Con il passaggio di consegne da Jens Stoltenberg a Mark Rutte, cambia la leadership, ma non la linea bellicista della Nato. In altre parole, la rivoluzione auspicata da molti non c’è stata. Anzi, sembra che tutto sia rimasto invariato, considerando che il segretario uscente del Patto Atlantico, nel consegnare il testimone a Rutte, ha ribadito i propri successi, dichiarandosi certo che il suo successore, l’ex premier olandese, continuerà a seguire la rotta da lui tracciata.
“C’è un grande successore in arrivo, ma è difficile lasciare un’Alleanza e un’organizzazione in cui ho servito per 10 anni (…) me ne vado sapendo che insieme abbiamo ottenuto molto”, ha esordito Stoltenberg, ricordando che “nel corso di questo decennio abbiamo attuato il più grande rafforzamento della Nato, con una maggiore prontezza e più truppe nella parte orientale dell’Alleanza”.
Ha inoltre sottolineato che, sotto la sua guida, “siamo passati da tre alleati che spendono il 2% del PIL nella difesa a 23. E abbiamo aggiunto quattro nuovi membri: Macedonia del Nord, Montenegro, Finlandia e Svezia”. Concludendo il suo discorso di commiato, Stoltenberg ha menzionato “l’evoluzione del sostegno all’Ucraina: dal supporto marginale del 2014 a un massiccio sostegno odierno”, che Rutte si è impegnato a mantenere.
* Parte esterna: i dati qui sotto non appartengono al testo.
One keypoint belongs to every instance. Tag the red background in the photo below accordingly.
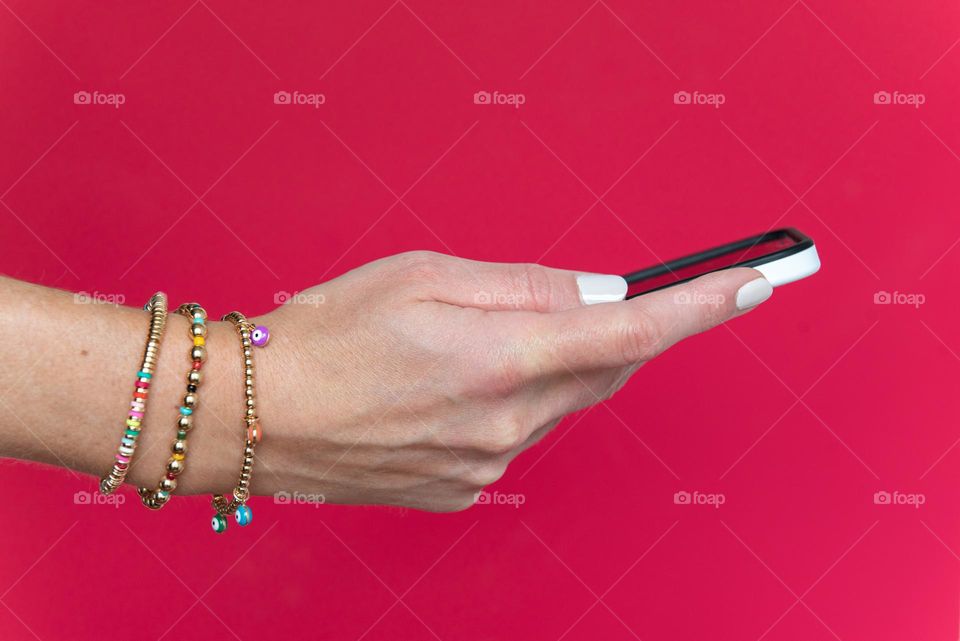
(796, 414)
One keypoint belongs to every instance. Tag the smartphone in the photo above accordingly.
(782, 256)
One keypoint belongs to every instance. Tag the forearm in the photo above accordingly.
(67, 377)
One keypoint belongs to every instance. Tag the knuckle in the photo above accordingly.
(456, 503)
(419, 266)
(639, 338)
(535, 281)
(487, 474)
(498, 375)
(502, 437)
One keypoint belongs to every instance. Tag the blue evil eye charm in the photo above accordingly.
(260, 335)
(244, 515)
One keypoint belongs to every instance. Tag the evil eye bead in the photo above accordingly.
(243, 515)
(260, 335)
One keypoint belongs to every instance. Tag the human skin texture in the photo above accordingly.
(413, 380)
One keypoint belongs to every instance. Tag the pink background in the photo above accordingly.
(796, 414)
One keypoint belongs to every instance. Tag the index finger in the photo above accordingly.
(625, 333)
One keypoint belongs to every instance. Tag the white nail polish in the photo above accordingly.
(753, 293)
(601, 288)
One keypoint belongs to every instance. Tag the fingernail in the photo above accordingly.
(601, 288)
(753, 293)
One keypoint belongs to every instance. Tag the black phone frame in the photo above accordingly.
(801, 242)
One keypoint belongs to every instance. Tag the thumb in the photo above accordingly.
(622, 334)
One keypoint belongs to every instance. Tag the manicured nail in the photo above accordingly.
(601, 288)
(753, 293)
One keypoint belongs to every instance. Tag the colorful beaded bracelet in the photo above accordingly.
(253, 433)
(157, 498)
(157, 306)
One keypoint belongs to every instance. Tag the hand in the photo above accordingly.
(419, 377)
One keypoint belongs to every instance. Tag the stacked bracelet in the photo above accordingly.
(157, 306)
(253, 433)
(157, 498)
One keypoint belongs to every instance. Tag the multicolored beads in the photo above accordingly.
(253, 432)
(157, 498)
(157, 306)
(243, 515)
(260, 336)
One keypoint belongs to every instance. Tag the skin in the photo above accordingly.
(414, 380)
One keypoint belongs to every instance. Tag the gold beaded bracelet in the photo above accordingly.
(157, 306)
(157, 498)
(250, 336)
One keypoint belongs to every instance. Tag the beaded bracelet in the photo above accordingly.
(157, 306)
(237, 504)
(157, 498)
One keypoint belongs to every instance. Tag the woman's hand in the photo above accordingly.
(416, 379)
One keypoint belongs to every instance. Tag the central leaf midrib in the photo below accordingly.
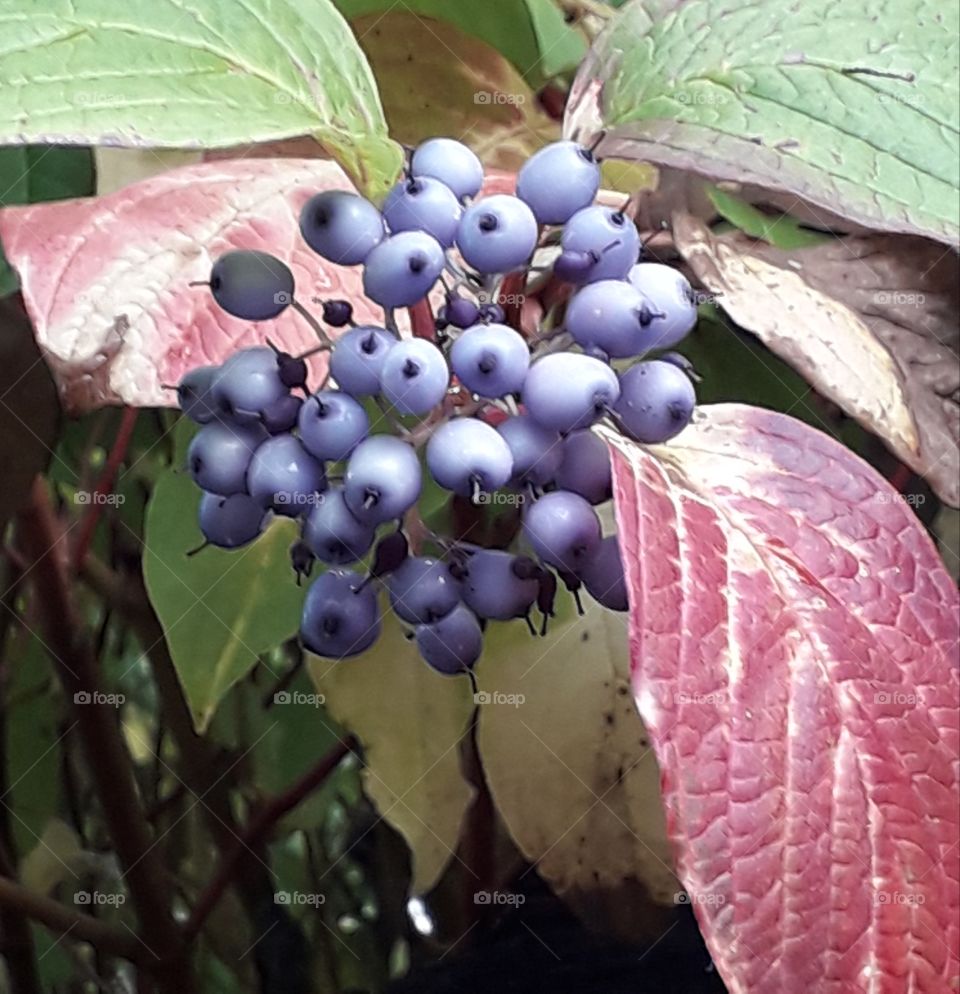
(230, 60)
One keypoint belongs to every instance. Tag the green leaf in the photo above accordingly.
(410, 720)
(219, 609)
(531, 34)
(781, 230)
(206, 75)
(852, 108)
(735, 368)
(561, 46)
(33, 173)
(34, 739)
(441, 80)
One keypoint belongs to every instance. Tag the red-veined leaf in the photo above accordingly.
(106, 279)
(794, 642)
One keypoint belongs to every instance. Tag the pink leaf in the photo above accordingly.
(794, 641)
(106, 279)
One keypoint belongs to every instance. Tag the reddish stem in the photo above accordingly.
(421, 320)
(104, 486)
(512, 292)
Proprio il neo-segretario ha confermato che “l’Ucraina resta una priorità per l’alleanza.
Rutte prende le redini della Nato in continuità con Stoltenberg: “Dobbiamo superare il 2% del Pil in armi e continuare a supportare l’Ucraina”
Ma anche la difesa e la deterrenza: dobbiamo spendere di più”, sostenendo che “l’invasione dell’Ucraina è stata una sveglia per molti, compreso il mio Paese, ma avremmo dovuto raggiungere il 2% del PIL in spese militari molto prima di questo conflitto”. Se non fosse già abbastanza chiaro, l’ex premier dei Paesi Bassi ha rincarato la dose, spiegando che “sostenere l’Ucraina è la cosa giusta da fare ed è anche un investimento nella nostra sicurezza, perché il costo del supporto all’Ucraina è di gran lunga inferiore al costo che dovremmo affrontare se permettessimo a Putin di farsi strada”.
Un sostegno che, assicura, verrà garantito dagli Stati Uniti anche nel caso in cui Donald Trump venga eletto, poiché Rutte si dice “non preoccupato” dai proclami del tycoon di ritirarsi dal conflitto. Infine, ha concluso affermando che, sotto la sua guida, “continuerà l’avvicinamento dell’Ucraina alla Nato”. Come più volte sottolineato da Stoltenberg, “sostenere il diritto di Kiev all’autodifesa significa permetterle di colpire obiettivi legittimi su territorio russo. Ma spetta ai singoli Stati alleati determinare il livello e il grado di sostegno all’Ucraina”.
La risposta di Putin ai proclami di Rutte
Parole che hanno fatto esultare la presidente della Commissione Ue, Ursula von der Leyen, secondo cui “la leadership di Rutte sarà cruciale per il ruolo dell’Alleanza nella nostra sicurezza euroatlantica” e che “rafforzerà ancora di più la collaborazione tra Ue e Nato”. Soddisfatto anche Volodymyr Zelensky, che si è congratulato con Rutte dichiarando di “non vedere l’ora di lavorare insieme in modo produttivo per rafforzare la sicurezza euro-atlantica e la nostra partnership con l’Alleanza”. Freddo, invece, il commento di Mosca: il portavoce del Cremlino, Dmitry Peskov, ha chiarito che “la nostra aspettativa è che l’Alleanza del Nord Atlantico continui a operare nella stessa direzione in cui ha lavorato fino a oggi”.
In contemporanea al discorso con cui Rutte spronava gli alleati a fare di più per Kiev, Vladimir Putin è tornato a ribadire la volontà di portare a termine l’operazione militare speciale, annunciando un aumento del 30% delle spese militari per il 2025, per un totale di 13.500 miliardi di rubli, pari a 135 miliardi di euro. Dichiarazioni che confermano come la guerra, in cui la Russia continua ad avanzare con la conquista di altri due villaggi nel Donbass e la “distruzione di una colonna di mezzi al confine con la regione di Kursk”, sia ancora ben lontana dalla sua conclusione.